Si tuviera que responder a la manoseada pregunta periodística de cuál me llevaría cuando muera, elegiría seguramente muchos otros: el momento antes de abrir un regalo muy deseado cuando niña; el anterior al primer beso, cuando sientes que todo viene bien y sin dobleces; el que anticipa un encuentro esperado en algún aeropuerto.
El de “La biela” pertenece a una categoría única. Con suerte, habrá un pájaro que cante desde el palo borracho. O mirarás despacio las nubes que se alargan después de un aguacero.
Las mesas, apartadas como deberían estar en todo buen café para dejarte a solas con todos los recuerdos y sin la intromisión insoportable de las conversaciones o de los celulares de los más cercanos. Siempre alguien que te hace imaginar que lleva años sentándose en la misma mesa, encontrándose a charlar con los mismos amigos. Siempre alguna pareja que te intriga saber qué los lleva a estar juntos.
Mientras nadie te grita en el oído, nadie te apura a dejar tu lugar por más tiempo que lleves sin pedir ni siquiera un vaso de agua, el momento se alarga.
Y sabes, y sobre todo quieres, poder llegar de nuevo; poder estar de nuevo mucho antes incluso que el pedido de café y medialunas.

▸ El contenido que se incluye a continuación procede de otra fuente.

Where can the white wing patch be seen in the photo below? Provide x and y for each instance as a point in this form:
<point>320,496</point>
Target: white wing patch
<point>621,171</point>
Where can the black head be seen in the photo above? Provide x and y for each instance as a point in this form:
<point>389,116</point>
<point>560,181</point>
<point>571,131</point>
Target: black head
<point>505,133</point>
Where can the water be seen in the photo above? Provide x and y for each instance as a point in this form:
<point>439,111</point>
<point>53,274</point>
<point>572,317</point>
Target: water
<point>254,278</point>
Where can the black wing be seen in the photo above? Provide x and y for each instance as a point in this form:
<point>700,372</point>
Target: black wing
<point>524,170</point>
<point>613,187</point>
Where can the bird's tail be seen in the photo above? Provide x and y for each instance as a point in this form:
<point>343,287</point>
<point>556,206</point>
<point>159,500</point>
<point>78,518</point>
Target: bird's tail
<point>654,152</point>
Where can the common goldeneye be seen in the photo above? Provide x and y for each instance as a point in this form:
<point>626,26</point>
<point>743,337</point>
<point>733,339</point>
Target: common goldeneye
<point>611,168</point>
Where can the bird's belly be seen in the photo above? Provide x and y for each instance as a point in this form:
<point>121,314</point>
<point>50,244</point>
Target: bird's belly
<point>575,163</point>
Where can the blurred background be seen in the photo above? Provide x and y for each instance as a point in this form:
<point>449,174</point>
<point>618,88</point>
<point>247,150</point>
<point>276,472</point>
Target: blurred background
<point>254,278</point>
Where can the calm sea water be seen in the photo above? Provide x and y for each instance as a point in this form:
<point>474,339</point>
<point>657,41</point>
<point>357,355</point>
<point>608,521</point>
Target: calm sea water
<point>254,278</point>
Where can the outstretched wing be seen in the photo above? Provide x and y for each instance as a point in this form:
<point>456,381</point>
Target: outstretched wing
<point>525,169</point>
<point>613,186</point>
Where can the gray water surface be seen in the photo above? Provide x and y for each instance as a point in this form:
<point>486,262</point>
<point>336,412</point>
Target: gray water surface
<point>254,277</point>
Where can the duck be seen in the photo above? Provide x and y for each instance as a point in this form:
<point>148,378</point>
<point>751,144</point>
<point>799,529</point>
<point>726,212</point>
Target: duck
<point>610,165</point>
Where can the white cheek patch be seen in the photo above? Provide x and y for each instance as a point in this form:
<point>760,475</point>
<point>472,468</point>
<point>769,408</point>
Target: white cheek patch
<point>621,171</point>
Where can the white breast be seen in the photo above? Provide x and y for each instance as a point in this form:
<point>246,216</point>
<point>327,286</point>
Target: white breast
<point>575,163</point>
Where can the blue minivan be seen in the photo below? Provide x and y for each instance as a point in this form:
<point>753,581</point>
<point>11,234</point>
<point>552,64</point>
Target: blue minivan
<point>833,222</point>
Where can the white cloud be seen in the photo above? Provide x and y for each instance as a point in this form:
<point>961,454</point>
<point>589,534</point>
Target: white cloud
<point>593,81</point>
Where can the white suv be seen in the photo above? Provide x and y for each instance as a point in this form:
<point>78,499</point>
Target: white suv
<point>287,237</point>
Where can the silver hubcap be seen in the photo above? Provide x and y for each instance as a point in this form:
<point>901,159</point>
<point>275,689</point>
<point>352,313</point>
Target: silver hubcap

Cuando todo sea solo deseo y no más que desea. Sea certeza como antes de un despegue.
Todo vendrá después y está o entero o hecho y esperándote.

Los escritores

En algún rincón de alguna biblioteca debería haber una crónica o reseña de investigación científica que explique claramente por qué los escritores no hacen daño al planeta ni siquiera con su supuesto no hacer nada. Hablo de los escritores que intervienen o no intervienen en política, pero sobre todo de los que no se pelean a codazos por ningún premio ni escriben artículos en los que destruyen a los más posibles candidatos. Hablo de los escritores que sobre todo escriben; los que contemplan y escriben; los que hacen clases de castellano en las mañanas y escriben en la tarde; los que archivan todo el día y escriben en la noche. Los que no pueden dejar de escribir. Los verdaderos escritores.
De los cuales se podría comentar en la crónica o estudio en cuestión que no solo no le hacen daño a nadie, sino que incluso añaden algo a las avenidas y los parques contemplados por muchos y no vistos. De cómo, en eso que aparentemente no es mucho más que silencio o ensimismamiento, dan una vida distinta a las manzanas. Redondean los troncos. Descubren alegrías y tristezas donde todo se aplana o se silencia. Se ríen reconociendo lo que es grave. Lloran con mucho empeño en las esquinas donde nadie ve nada que merezca tristeza.
No le hacen daño a nadie, ya está visto. Ni al planeta ni a nadie. Y solamente escriben.